JUNE 13, 2014 RH watches a video for the second time: Veterinarian Ernie Ward's demonstration of the suffering dogs are subjected to when left in a hot car, including details of temperature increases and effects as time passes over a 30-minute period. [snipped]. (Unclear: date/time RH watched this video for the first time.)

Some time prior to the evening of JUNE 18, 2014 RH has deleted multiple records from his phones, computers, and presumably other electronic devices.
. . . . . . . . . . . . . . . . . . . . . . . . . . . . . . . . .

JUNE 18, 2014 – the day of Cooper's death

http://www.websleuths.com/forums/showthread.php?249213-Timeline-Background-June-18th-and-follow-up
 
One of the legal analysts on the Today Show (sorry, don't recall who) shared that she felt that this statement from the attorney was just an attempt to divert attention from LH's odd behavior.

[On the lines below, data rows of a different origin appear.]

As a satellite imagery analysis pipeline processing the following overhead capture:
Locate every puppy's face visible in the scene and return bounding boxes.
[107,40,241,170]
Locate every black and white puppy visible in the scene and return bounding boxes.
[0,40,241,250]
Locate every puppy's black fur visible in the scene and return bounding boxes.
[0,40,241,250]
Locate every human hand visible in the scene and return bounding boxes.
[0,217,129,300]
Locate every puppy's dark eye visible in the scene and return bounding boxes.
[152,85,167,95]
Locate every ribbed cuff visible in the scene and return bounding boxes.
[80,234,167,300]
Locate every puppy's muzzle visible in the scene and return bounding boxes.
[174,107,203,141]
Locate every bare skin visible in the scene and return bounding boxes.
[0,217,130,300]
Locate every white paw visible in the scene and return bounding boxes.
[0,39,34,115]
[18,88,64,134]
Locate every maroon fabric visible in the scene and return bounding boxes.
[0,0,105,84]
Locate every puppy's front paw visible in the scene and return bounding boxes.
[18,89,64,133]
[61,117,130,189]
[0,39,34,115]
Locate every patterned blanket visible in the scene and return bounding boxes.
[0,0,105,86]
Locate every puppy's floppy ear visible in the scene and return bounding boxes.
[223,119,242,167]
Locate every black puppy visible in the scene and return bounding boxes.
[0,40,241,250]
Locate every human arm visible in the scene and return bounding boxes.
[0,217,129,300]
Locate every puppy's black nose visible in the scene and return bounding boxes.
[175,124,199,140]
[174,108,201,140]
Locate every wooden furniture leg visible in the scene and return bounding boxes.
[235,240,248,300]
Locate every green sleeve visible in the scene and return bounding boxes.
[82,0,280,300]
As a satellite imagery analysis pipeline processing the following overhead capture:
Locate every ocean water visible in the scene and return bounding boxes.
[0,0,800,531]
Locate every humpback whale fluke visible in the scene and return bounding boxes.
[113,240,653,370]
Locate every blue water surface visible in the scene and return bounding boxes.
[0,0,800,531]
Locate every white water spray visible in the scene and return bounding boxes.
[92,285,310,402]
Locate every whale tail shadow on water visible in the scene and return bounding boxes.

The link is not up yet on their website, so take it as you will.
 
Leanna definitely has a spin machine working for her at the moment. Interesting to compare her to Richard Jewell.
 
He certainly used his phone to sext 6 different women all day. Therfore, using data which is more expensive than texts depending on a persons plan. So why would he not use it to communicate with his wife?

If they were communicating with apps, I do not believe it was to keep a bill down, but rather maybe purposeful, to hide what they may have been saying to each other.

:cow:

SnapChat and WhatsApp are two messaging apps that are extremely popular with young people right now due to the fact that the messages and photos sent and received will self-destruct after a certain number of seconds so they become undetectable.

If RH and LH were using one of these messaging apps, their messages wouldn't show up on their phones, but I'm sure LE has a way to go to the app server and find their deleted messages.